O Copilot era o último assistente de codificação agentic grande em tarifa fixa. Cursor, Claude Code, Cody, Aider — todos cobram por token ou por sessão porque os custos deles escalam com o uso do modelo, e esconder essa escalada debaixo de uma assinatura de $20 por mês só funciona enquanto os usuários estão mais digitando. Quando os "fluxos multi-agente sempre ligados" viraram o padrão, o GitHub não conseguiu mais bancar a diferença. A cobertura da Ars Technica nomeia o "Openclaw" — um substituto claro para agentes de codificação autônomos — como o gatilho; a leitura estrutural é que a Microsoft decidiu não subsidiar mais usuários agentic às custas da margem. Créditos compartilhados por time são uma escolha de design genuinamente boa, mas o movimento mais amplo diz que o pitch de "ferramenta de IA que economiza tempo de dev" hoje é difícil de distinguir de um serviço de nuvem medido.
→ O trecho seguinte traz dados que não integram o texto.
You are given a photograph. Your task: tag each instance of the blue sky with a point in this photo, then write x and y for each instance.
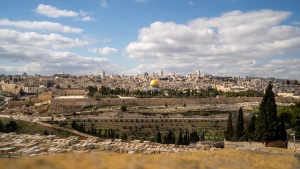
(219, 37)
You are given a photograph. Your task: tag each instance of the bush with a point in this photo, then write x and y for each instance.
(123, 108)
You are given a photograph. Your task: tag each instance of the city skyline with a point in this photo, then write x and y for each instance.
(219, 37)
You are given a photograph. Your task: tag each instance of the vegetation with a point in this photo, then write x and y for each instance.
(229, 132)
(188, 93)
(239, 131)
(267, 129)
(123, 108)
(226, 159)
(291, 117)
(250, 129)
(9, 127)
(24, 127)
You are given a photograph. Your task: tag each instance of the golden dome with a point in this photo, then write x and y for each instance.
(154, 83)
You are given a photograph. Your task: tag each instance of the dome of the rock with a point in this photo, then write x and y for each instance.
(154, 83)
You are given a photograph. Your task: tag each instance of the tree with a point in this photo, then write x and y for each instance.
(123, 108)
(229, 132)
(283, 134)
(11, 126)
(158, 137)
(124, 137)
(74, 125)
(180, 139)
(250, 129)
(46, 132)
(239, 132)
(266, 128)
(2, 127)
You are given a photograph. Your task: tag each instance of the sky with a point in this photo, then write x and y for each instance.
(130, 37)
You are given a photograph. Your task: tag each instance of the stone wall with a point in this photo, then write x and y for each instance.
(242, 144)
(71, 105)
(294, 146)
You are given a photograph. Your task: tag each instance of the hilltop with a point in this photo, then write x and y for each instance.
(266, 158)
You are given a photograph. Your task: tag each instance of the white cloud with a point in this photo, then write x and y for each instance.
(11, 37)
(141, 1)
(103, 3)
(87, 18)
(104, 51)
(41, 26)
(49, 61)
(216, 44)
(296, 22)
(106, 40)
(191, 2)
(54, 12)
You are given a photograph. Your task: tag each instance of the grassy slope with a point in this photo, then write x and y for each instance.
(33, 128)
(208, 159)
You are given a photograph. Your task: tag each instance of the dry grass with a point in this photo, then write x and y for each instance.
(230, 159)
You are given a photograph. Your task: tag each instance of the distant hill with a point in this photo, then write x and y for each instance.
(269, 158)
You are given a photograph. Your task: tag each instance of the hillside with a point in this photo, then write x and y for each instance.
(268, 158)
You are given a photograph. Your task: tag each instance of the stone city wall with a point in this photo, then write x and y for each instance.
(294, 146)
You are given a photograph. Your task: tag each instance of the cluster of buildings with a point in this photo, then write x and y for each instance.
(67, 85)
(24, 145)
(20, 145)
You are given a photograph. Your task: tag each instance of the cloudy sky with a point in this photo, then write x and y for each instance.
(218, 37)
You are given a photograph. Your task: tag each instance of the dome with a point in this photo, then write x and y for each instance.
(154, 83)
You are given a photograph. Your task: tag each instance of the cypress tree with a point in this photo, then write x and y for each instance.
(283, 134)
(180, 139)
(239, 132)
(229, 132)
(250, 129)
(158, 137)
(166, 141)
(266, 129)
Para os builders, isso muda a comparação entre ferramentas. Copilot, Cursor, Claude Code e o resto agora são todos medidos — você pode rodar comparações custo-por-tarefa maçã com maçã em vez de fingir que a tarifa fixa cobria seu uso. Se você roda agentes autônomos pesado, os $39 em créditos incluídos vão embora rápido e você vai cair em overage nas tarifas API; se usa principalmente autocomplete e Next Edit, sua conta não se mexe. A ferramenta de "fatura prévia" que o GitHub lança antes de 1º de junho é o que vale a pena olhar de verdade — vai te dizer se você é um usuário de $20 por mês ou de $200 por mês no novo modelo. E se você está num plano anual: tem runway até o vencimento, mas a saída te deixa no Copilot Free, não numa migração com desconto.